Data Mapping


To illustrate typical techniques for representing source program data on computers:

Due dates

You must complete the PEP tasks (individually), and then hand in the answers to the questions in this exercise (as a group) at the beginning of class on Monday, November 2. This assignment is worth 30 points.


Data mapping is the task of representing source language objects on the target machine. Section 8.1 of Waite explains the relationship between source and target data representations, and lays out the approach that the compiler designer follows when determining how to map source data onto the target machine.
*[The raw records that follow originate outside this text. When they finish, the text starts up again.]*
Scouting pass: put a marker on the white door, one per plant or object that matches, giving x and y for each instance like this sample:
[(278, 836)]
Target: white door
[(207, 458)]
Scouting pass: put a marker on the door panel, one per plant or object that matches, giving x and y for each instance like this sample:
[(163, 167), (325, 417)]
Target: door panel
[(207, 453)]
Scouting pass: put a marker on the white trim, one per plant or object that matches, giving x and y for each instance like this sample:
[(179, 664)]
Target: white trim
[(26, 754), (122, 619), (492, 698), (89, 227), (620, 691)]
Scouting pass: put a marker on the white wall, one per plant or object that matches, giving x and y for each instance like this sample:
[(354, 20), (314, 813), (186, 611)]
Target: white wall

This approach involves a sequence of distinct steps:

  1. Decide how to use target data types to implement source data types.
  2. Decide how to implement storage areas (such as activation records) implied by the source language.
  3. Determine the target storage characteristics of source data types and storage areas.
  4. Identify each source tree context (such as a variable declaration or construct bounding variable lifetime) that plays a role in data mapping.
  5. Use the two-step approach to design the necessary computations.

Using target data types to implement source data types

It is always important to go to the best sources for information about the problem: the source language standard and the target machine manual. Textbooks can provide overviews and discussion, but the details are sometimes missing or incorrect. The target machine for homework in this course is the SPIM simulator for the MIPS R2000. An additional reference discussing the MIPS hardware is the book by Kane. Use the SPIM Manual as your primary reference for the target machine and the Kane book as backup for providing insight.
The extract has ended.